We Throw Around “Architect” Like Sportscasters Throw Around “Superstar”
Requirements – Those elusive little things that business folks are supposed to know and IT folks are supposed to find out. As the theory goes, if business people are good at specifying requirements and IT people are good at gathering them, the outcome will be technology that is aligned with the business. From 0 to 60, we’ve been trying to align IT with the business, but to push beyond 60 we may need to let go of the alignment concept a little. After all, alignment is a means to an end, not an end in itself. That is an easy thing to forget since alignment sounds so noble a cause, but remember: crappy systems may be perfectly aligned to crappy business processes yielding far less than perfect business performance.
Paul Brown makes a bold opening statement in his book Succeeding with SOA:
Business processes and information systems have become so tightly intertwined that it is no longer possible to design one without designing the other.

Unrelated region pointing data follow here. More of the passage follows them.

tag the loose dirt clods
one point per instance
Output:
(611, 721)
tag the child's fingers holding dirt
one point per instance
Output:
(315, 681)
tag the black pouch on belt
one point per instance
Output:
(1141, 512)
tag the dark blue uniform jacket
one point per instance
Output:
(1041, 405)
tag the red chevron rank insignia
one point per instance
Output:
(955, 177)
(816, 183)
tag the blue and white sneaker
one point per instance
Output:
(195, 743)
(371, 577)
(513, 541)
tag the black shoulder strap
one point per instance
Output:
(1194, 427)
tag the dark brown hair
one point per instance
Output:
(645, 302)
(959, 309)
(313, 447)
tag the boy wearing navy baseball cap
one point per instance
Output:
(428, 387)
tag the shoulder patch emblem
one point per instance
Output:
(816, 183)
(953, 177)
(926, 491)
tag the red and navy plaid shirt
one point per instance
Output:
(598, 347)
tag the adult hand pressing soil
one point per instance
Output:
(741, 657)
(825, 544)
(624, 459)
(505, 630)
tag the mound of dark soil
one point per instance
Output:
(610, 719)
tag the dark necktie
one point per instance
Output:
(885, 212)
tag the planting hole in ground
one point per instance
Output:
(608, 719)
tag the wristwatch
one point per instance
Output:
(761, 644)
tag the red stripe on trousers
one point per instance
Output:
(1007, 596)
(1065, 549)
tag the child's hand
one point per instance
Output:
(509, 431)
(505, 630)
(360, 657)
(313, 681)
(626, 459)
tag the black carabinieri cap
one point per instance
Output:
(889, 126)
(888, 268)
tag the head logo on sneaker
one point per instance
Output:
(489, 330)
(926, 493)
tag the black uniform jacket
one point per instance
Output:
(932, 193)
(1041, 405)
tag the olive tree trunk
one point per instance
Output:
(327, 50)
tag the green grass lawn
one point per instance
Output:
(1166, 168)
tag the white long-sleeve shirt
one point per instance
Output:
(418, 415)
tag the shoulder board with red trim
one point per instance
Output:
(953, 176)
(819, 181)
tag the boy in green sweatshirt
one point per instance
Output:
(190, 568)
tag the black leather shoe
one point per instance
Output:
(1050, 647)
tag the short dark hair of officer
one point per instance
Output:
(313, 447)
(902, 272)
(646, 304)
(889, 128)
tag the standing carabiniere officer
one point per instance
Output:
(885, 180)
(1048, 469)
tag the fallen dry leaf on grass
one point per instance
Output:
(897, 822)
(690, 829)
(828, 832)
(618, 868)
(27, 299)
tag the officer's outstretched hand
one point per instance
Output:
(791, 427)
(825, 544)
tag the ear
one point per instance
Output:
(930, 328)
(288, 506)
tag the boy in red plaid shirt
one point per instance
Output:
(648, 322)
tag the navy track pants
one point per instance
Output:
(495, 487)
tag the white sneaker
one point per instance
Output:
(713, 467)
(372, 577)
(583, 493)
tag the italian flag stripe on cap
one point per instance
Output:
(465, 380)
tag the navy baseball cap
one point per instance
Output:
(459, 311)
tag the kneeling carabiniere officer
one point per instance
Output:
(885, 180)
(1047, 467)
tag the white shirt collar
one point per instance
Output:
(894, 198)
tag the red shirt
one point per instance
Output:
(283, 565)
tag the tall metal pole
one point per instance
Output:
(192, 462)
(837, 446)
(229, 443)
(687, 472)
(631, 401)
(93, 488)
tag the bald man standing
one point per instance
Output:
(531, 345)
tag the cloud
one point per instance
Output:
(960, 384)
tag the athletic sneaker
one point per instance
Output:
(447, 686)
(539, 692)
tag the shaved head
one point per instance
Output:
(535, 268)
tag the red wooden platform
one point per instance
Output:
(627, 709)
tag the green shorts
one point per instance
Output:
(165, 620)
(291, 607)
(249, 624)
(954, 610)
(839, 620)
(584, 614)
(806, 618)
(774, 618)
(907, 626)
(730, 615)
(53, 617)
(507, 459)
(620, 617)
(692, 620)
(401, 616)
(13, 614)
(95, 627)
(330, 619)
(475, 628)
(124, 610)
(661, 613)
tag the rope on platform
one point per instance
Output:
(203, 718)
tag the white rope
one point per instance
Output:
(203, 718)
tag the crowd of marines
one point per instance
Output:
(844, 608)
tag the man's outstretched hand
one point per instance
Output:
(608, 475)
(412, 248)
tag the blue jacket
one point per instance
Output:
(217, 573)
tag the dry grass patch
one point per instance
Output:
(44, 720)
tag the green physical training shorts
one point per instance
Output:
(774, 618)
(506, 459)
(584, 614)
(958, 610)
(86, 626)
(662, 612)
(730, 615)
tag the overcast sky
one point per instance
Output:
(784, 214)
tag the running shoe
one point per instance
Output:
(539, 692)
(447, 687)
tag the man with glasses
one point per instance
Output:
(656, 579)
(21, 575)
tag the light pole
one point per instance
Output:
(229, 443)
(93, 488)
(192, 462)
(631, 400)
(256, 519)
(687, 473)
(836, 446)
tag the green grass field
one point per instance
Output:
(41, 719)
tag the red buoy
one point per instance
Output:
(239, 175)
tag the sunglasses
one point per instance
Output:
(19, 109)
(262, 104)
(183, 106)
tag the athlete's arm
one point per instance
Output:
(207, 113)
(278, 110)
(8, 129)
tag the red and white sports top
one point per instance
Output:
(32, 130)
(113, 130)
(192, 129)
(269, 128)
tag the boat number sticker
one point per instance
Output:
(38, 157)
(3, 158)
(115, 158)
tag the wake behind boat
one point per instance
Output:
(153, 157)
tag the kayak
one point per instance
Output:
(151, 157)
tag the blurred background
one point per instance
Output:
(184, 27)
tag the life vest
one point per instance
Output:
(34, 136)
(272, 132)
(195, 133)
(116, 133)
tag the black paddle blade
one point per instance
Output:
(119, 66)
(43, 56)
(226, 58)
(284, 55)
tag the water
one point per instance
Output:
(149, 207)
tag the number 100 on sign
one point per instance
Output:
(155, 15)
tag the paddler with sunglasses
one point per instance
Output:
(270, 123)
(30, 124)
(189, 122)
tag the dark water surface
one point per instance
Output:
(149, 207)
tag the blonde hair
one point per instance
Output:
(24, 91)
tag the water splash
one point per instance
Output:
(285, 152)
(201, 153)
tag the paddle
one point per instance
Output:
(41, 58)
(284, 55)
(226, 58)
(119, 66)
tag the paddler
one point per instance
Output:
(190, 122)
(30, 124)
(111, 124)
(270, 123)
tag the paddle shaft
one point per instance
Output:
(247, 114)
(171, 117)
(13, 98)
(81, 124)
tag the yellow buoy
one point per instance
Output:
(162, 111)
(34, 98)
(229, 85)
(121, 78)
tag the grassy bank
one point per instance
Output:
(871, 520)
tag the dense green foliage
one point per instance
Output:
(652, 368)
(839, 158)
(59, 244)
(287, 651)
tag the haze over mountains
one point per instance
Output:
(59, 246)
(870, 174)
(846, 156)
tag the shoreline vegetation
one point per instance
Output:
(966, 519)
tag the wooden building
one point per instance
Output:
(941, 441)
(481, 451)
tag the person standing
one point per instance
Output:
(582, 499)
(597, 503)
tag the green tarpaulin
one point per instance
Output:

This simple statement rocks with truth, a truth that has massive implications that neither business folks nor IT folks seem to have fully grasped. One such implication is that trying to align IT with the business by agreeing on requirements won’t in itself yield great results. Requirements cannot be the definitive point of handoff from the business to IT – they can’t because the design of business processes and the customer experiences they provide must be orchestrated with the design of services and technological components of services. So there is something in the middle that takes place, something that considers all aspects of business process and customer experience with full appreciation of the problems and opportunities, something that comprehends the richness and risk of available technical capabilities, and something capable of conceiving an overall design. Who does this type of conceptual design? That is a critical question faced by most companies today (even though most do not yet recognize it as a root cause of their problems).
You might be thinking, “No problem, we have Greg the Architect”. Sorry, your IT guru might be extremely bright, but he is more of an engineer than an architect. His burden is trying to keep up with the endless quantity of technology theory and products which advance at a rate beyond mortal comprehension. All the three-letter-acronyms build a wall around him that is so thick and so high that any real world conversation that filters through is a rare event that he often finds confusing. Business processes and the organizational impact on business people are not in his line of sight.
So you might be thinking, “Okay then, it’s a good thing we have Betty the Black-Belt Business Architect”. I’m sure she can model processes since she earned the coveted certification, but is she given room to understand and alter a business process in a full end-to-end context? More commonly, she is given a piece of the process that happens to coincide with one existing organization, so from the start her best work could only bring piecemeal improvement and at worse, sub-optimize the whole business process without realizing it. Betty also takes pride in being a business person and is quick to point out that IT is not her cup of tea. In fact, Betty had a bad experience in an IT group years ago so she’s pretty happy to be out of that domain of accountability. She can tell you where defects are being introduced into a process and the cost of (bad) quality. But she’s more of a process modeler than an architect. Like Greg, she is not positioned to provide an effective conceptual design.
She probably is not the right person either. Neither is Greg. I can say this with reasonable certainty not knowing either person because the personal traits of an effective conceptual architect are extremely rare. Some people have a divergent style of thinking. They are hard to pin down. They seem to go off on tangents all the time. There is never a shortage of ideas with them. Other people have a convergent style of thinking. They are always trying to focus the discussion and narrow the options. They are not excited by something new until they see how they can apply it. An architect has the uncanny ability to be both divergent and convergent at the same time. They are capable of exploring possibilities at the same time they eliminate unlikely alternatives. This trait alone probably filters out over 99% of the earth’s population. Beyond that, architects have a spatial or visual instinct that is second-nature to them. They have unusual mental tenacity – they review options iteratively, changing variables and predicting outcomes. They do this using tools, using others, or in their heads. They do this at work or when they mow the lawn or take a shower. Finally, architects live by the principle of intellectual integrity. They pursue the best conceptual design, not their conceptual design. This principle compels them to seek out knowledge when needed from other sources and to quickly backtrack when facing dead-ends. Combined, all these traits are rarely found in an individual. But they are around. If you have one in your company, you are lucky. If you have several of them, you win the lottery! But when you find some, you can surround them with executive support, tools, techniques, and disciples to develop working conceptual designs. You’ll truly have a Business Architect, not just someone with a cool job title.
I’m reminded of a sporting journalist who interviewed a college basketball coach about how recruiting was going. “Well”, the coach said, “you know some mothers raise big kids, some mothers raise fast kids, and some mothers raise smart kinds. And every now and then, some mothers raise a kid who is a combination of all three. Those are the mothers we want!”
Very interesting point of view. I’ll use the joke at the end!